America’s veterans deservedly take the spotlight every year on November 11 as we recognize their commitment to our country, but according to Fisher & Phillips, a national management-side labor and employment law firm, private employers need to remember re-employment obligations to veterans who proudly protect and serve us all year.
The Uniformed Services Employment and Reemployment Rights Act (USERRA), enacted in 1994, established rights and responsibilities for uniformed service members and their civilian employers. It offers protections to veterans to help ease the process of returning to civilian life once their military service is complete. The act requires employers to reemploy veterans, grant leave to reservists for military training, and ensure no one who was or is in the armed forces is discriminated against based on their military service.
“USERRA allows employees of private employers to serve their country knowing they will have jobs to come home to,” said Teresa Valderrama, partner in the Houston office of Fisher & Phillips. “In my experience, employers want to help returning veterans, but they are often surprised about the requirements of the statute and can be frustrated over the disruption of reinstating an employee who has been away for years. Sometimes an employer may actually need to promote a returning employee if the employee can show that she would have received a promotion while she was on military leave.”
USERRA requires civilian employers to:
- Reemploy veterans who left for training or to serve in the armed forces once they have completed their service, (even if they have been gone as long as five years);
- Allow reservists to leave for military trainings and examinations;
- Provide health benefits to servicemen when they are fulfilling military duties; and
- Ensure that new employees, current employees, and employees currently on leave do not face discrimination based on military service.
Common Questions from Civilian Employers
Q: Are employers required to reinstate former employees who have been away fulfilling military service?
A: Yes. If employees leave a company for military service, employers are required to reemploy them for five years following their departures. This applies to those who have completed their service or who are honorably dismissed. Employers should treat the departures as furloughs. As such, employers are required to allow employees to keep health coverage provided by the employer while they are away (though the employee is still required to pay up to 102% of his share of the premium during extended leaves).
Q: Are employers required to reinstate returning veterans to the same positions they held prior to departing?
A: Typically, yes. Employers must reinstate returning veterans to the positions they would have held if they had not left, which may require employers to give the returning veterans promotions, salary increases, or additional training immediately upon return. This is known as the ”escalator principle.” In addition to reinstating the employee to the position he would have had if he never left, employers are required to immediately offer the employee and his dependents benefits available to employees in the position (i.e., no “waiting period”).

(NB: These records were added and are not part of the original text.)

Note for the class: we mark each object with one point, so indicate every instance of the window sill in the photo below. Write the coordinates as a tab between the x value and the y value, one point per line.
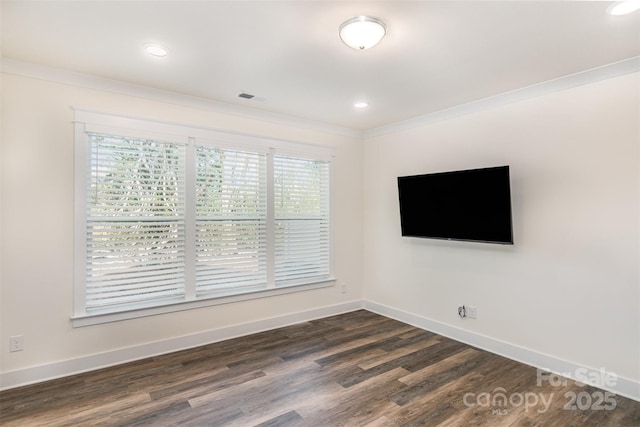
171	307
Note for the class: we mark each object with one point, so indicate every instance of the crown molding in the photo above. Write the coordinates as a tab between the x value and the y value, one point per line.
41	72
581	78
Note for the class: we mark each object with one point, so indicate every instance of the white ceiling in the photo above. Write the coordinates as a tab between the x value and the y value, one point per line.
436	54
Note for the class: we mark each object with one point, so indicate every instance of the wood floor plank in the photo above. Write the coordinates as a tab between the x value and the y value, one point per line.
354	369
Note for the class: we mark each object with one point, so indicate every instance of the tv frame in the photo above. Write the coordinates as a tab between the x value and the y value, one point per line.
436	236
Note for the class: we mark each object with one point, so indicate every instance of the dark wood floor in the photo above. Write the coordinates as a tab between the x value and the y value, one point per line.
356	369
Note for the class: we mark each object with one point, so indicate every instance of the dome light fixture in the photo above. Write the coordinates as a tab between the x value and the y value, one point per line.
362	32
624	7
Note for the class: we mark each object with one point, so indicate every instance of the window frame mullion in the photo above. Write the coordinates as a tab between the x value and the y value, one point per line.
271	232
190	220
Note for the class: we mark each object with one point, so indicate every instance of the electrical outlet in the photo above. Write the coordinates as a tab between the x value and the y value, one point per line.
472	312
16	343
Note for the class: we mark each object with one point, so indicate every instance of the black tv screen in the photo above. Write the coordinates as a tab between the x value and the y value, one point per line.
472	205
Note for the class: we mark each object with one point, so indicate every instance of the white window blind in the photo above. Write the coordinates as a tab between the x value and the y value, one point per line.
171	217
301	205
231	221
135	221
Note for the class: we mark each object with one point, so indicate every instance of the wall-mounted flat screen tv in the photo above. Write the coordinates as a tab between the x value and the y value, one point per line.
471	205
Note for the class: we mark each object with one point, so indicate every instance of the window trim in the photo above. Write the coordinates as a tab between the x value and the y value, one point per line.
90	121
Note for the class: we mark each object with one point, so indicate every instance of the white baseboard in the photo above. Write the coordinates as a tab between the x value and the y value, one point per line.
623	386
92	362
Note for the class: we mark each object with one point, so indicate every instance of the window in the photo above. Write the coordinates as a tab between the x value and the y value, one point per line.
169	217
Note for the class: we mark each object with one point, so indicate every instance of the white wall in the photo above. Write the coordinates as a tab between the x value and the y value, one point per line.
569	287
37	233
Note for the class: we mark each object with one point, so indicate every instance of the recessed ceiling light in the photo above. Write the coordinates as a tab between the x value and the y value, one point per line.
156	50
624	7
362	32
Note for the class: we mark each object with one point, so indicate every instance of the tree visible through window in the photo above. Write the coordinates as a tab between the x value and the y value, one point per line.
170	222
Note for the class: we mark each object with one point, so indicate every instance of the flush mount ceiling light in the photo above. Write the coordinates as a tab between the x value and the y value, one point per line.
624	7
362	32
156	50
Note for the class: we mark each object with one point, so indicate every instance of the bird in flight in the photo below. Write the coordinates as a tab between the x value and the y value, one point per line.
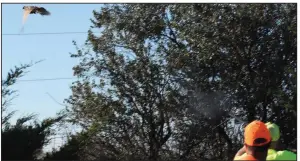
34	10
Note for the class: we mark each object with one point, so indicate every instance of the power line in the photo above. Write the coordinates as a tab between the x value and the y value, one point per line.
45	33
38	80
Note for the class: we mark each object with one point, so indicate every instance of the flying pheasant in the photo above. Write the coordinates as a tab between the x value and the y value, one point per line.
34	10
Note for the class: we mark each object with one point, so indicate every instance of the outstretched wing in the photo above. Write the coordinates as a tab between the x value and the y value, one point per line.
42	11
25	14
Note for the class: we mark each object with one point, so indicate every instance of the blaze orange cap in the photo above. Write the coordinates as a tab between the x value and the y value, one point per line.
255	130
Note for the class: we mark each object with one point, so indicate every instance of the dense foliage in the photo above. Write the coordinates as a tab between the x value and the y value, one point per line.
173	81
156	79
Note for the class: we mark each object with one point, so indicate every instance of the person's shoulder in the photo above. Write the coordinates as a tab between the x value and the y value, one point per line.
244	157
286	155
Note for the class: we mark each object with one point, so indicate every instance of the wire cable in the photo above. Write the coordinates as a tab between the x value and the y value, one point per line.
45	33
38	80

Q: How much time do returning employees have to complete applications for reemployment?
A: For leaves of greater than 30 days but less than 6 months, returning employees must submit an application for reinstatement within 14 days after completing their period of uniformed service, or if this is not possible through no fault of the employee, no later than one calendar day after notice becomes possible. For longer leaves, the returning employee has up to 90 days.
Q: Are employers required to allow reservists to leave for all training requested, even if some may interfere with important deadlines?

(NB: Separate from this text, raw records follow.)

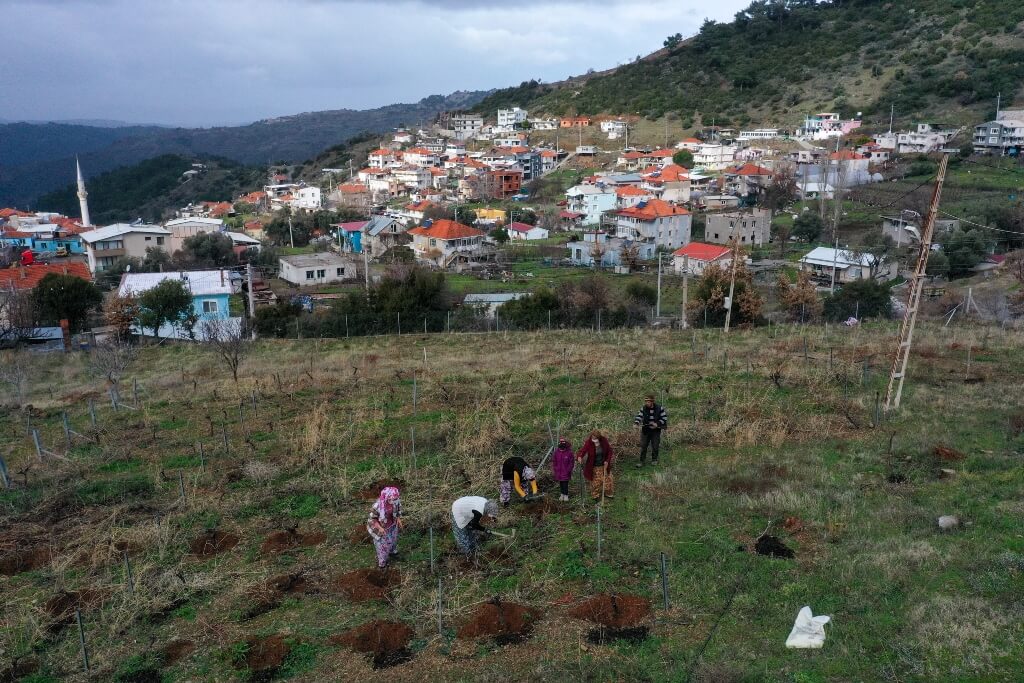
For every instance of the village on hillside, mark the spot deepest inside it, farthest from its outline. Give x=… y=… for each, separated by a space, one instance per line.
x=505 y=206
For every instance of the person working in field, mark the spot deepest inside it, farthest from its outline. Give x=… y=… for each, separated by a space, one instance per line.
x=516 y=475
x=596 y=457
x=384 y=523
x=469 y=513
x=651 y=419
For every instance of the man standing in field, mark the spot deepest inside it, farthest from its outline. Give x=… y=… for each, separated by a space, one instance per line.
x=651 y=419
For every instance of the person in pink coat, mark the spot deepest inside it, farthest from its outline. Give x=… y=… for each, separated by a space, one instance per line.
x=562 y=462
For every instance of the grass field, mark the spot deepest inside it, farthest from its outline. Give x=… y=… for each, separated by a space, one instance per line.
x=771 y=434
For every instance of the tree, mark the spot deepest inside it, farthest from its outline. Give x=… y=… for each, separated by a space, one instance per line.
x=808 y=226
x=683 y=158
x=800 y=299
x=230 y=340
x=209 y=250
x=710 y=298
x=167 y=302
x=861 y=298
x=60 y=297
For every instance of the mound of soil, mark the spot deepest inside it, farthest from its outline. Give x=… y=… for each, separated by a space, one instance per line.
x=176 y=650
x=264 y=655
x=373 y=491
x=506 y=623
x=14 y=561
x=948 y=455
x=386 y=641
x=613 y=611
x=291 y=539
x=212 y=543
x=62 y=605
x=364 y=585
x=772 y=547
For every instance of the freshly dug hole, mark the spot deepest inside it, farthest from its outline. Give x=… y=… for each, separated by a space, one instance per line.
x=386 y=641
x=506 y=623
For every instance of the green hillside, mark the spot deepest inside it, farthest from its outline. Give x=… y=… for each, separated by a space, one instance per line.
x=778 y=59
x=152 y=188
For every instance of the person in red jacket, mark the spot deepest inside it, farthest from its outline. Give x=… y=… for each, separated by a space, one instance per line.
x=596 y=457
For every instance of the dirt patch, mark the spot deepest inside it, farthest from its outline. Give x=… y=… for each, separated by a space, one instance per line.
x=359 y=535
x=948 y=455
x=386 y=641
x=62 y=605
x=373 y=491
x=613 y=611
x=291 y=539
x=264 y=655
x=771 y=546
x=364 y=585
x=176 y=650
x=506 y=623
x=213 y=543
x=13 y=561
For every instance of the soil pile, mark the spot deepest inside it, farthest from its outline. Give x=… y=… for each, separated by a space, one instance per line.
x=364 y=585
x=386 y=641
x=291 y=539
x=212 y=543
x=373 y=491
x=771 y=546
x=506 y=623
x=613 y=611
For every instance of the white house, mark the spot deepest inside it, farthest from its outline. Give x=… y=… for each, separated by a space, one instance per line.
x=320 y=268
x=525 y=231
x=655 y=222
x=591 y=201
x=696 y=256
x=849 y=265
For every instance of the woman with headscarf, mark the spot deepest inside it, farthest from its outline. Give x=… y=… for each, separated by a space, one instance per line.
x=596 y=457
x=384 y=523
x=562 y=462
x=515 y=474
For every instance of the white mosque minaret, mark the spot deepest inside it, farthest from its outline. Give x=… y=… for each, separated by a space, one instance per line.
x=82 y=195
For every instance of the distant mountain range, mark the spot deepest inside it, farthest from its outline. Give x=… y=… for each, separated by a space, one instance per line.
x=38 y=158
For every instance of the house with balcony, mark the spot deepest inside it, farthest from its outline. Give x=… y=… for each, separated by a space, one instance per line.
x=590 y=202
x=655 y=222
x=1003 y=136
x=437 y=241
x=105 y=245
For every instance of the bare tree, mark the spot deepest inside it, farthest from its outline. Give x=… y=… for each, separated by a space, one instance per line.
x=111 y=359
x=229 y=339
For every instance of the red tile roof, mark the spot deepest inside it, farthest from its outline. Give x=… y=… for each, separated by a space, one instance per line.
x=446 y=229
x=653 y=209
x=26 y=278
x=702 y=252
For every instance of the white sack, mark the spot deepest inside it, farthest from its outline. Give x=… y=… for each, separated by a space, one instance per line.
x=808 y=631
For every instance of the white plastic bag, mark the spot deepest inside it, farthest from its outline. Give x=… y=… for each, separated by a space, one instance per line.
x=808 y=631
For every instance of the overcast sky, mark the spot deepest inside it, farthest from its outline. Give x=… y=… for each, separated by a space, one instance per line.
x=217 y=61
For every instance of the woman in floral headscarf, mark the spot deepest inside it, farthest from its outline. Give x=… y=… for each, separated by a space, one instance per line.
x=384 y=523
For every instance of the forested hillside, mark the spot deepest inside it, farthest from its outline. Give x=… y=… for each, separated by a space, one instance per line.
x=780 y=58
x=151 y=189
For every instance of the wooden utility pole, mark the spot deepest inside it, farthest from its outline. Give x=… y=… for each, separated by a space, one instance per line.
x=898 y=372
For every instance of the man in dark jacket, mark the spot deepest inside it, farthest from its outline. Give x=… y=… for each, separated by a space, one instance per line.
x=651 y=419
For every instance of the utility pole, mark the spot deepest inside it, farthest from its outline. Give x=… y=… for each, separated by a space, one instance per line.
x=732 y=280
x=686 y=283
x=657 y=304
x=898 y=372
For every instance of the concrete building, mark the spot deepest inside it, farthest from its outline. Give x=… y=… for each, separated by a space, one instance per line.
x=751 y=227
x=105 y=245
x=321 y=268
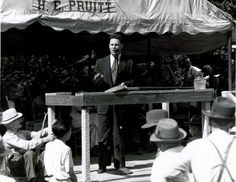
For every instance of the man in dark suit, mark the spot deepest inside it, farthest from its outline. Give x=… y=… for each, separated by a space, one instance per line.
x=110 y=71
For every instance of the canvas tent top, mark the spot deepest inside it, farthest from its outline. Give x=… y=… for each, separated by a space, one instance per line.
x=188 y=26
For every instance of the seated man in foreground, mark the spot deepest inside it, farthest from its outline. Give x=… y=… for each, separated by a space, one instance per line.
x=23 y=160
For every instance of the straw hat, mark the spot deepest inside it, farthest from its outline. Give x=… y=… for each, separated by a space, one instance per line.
x=153 y=116
x=10 y=115
x=168 y=131
x=222 y=108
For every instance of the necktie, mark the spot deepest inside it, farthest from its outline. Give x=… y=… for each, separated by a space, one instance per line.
x=114 y=70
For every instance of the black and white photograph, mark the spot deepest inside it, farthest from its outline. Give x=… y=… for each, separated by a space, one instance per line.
x=118 y=91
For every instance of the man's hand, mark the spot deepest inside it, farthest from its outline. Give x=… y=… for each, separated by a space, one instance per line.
x=48 y=138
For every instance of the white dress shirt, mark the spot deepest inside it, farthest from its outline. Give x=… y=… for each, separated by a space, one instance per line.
x=201 y=157
x=163 y=162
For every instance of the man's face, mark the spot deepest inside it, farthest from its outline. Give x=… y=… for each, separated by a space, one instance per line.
x=17 y=124
x=115 y=47
x=12 y=93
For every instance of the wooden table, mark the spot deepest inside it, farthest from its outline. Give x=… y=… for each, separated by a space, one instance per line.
x=87 y=99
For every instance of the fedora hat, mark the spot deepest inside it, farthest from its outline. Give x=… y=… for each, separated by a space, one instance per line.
x=10 y=115
x=153 y=116
x=3 y=151
x=222 y=108
x=168 y=131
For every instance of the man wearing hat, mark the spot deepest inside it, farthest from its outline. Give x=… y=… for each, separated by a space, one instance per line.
x=3 y=154
x=211 y=158
x=152 y=118
x=22 y=142
x=168 y=137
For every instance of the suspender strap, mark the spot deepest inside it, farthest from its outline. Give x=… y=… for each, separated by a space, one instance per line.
x=224 y=160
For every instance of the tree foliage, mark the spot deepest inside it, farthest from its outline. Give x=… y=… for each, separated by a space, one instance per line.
x=228 y=6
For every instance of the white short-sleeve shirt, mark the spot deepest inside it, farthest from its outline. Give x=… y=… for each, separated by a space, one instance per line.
x=58 y=160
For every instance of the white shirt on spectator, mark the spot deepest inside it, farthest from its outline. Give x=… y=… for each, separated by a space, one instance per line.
x=163 y=162
x=201 y=157
x=58 y=160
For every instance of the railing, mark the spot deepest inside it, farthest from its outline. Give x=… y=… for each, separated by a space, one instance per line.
x=87 y=99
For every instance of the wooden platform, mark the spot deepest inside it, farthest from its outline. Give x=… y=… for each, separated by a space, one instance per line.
x=140 y=165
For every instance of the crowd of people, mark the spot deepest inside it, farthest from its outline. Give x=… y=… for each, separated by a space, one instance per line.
x=31 y=149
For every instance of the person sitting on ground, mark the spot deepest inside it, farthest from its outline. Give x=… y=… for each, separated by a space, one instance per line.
x=22 y=142
x=59 y=165
x=211 y=158
x=168 y=137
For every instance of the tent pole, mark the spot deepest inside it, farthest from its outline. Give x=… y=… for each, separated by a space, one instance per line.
x=229 y=61
x=149 y=47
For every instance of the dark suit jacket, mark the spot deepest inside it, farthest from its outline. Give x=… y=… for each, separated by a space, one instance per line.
x=124 y=75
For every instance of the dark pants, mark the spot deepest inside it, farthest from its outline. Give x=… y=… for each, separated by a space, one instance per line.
x=111 y=140
x=24 y=165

A: In short, yes. According to the Employer Support of the Guard and Reserve, a Department of Defense office, employees are only required to give reasonable notice. Employers cannot veto the timing, frequency or duration of the leave. Employers may contact the employees’ Commanding Officers in an effort to resolve conflicts. The Commanding Officers will try to accommodate reasonable requests to reschedule military training, unless doing so would detract from unit readiness and mission accomplishment.
“It is important that employers understand the law to make sure that any battles take place out in the field and not in the courtroom,” said Valderrama. “For employers, it is a delicate balance between fulfilling their commitment to the brave men and women who serve and managing the demands of their business.”